ORDERED that judgment be entered in favor of plaintiff FDIC, together with reasonable attorneys' fees and costs.

NOTES

[*] Sitting by Designation from the U.S. Court of International Trade.

[1] Although defendant has pleaded usury as a counterclaim, the Court will treat it as an affirmative defense, given that defendant has failed to allege any jurisdictional basis for its counterclaim. See Fed.R.Civ.P. 8(a) and (c).

[2] 28 U.S.C. § 1345 provides in full that:

Except as otherwise provided by Act of Congress, the district courts shall have original jurisdiction of all civil actions, suits or proceedings commenced by the United States, or by any agency or officer thereof expressly authorized to sue by Act of Congress.
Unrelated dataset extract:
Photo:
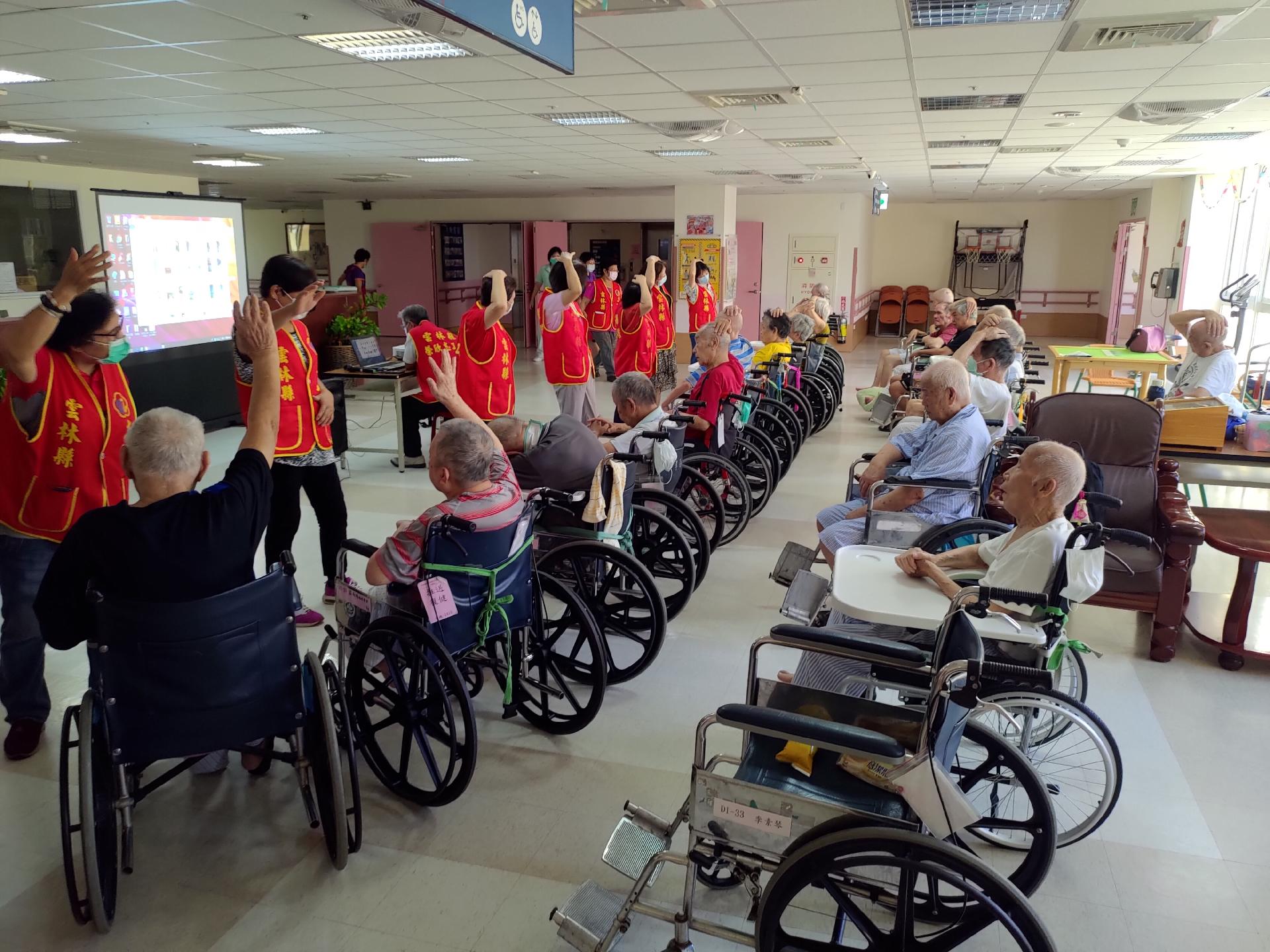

[3] The Court notes that Puerto Rico is a "state" for the purposes of the Federal Deposit Insurance Corporation Act. See 12 U.S.C. § 1813(a). Although defendant does not raise it, the Court further observes that there is no common law of usury, the prohibition against usury being purely a creature of statute. Scientific Products v. Cyto Medical Laboratory, Inc., 457 F.Supp. 1373, 1375 (D.Conn.1978).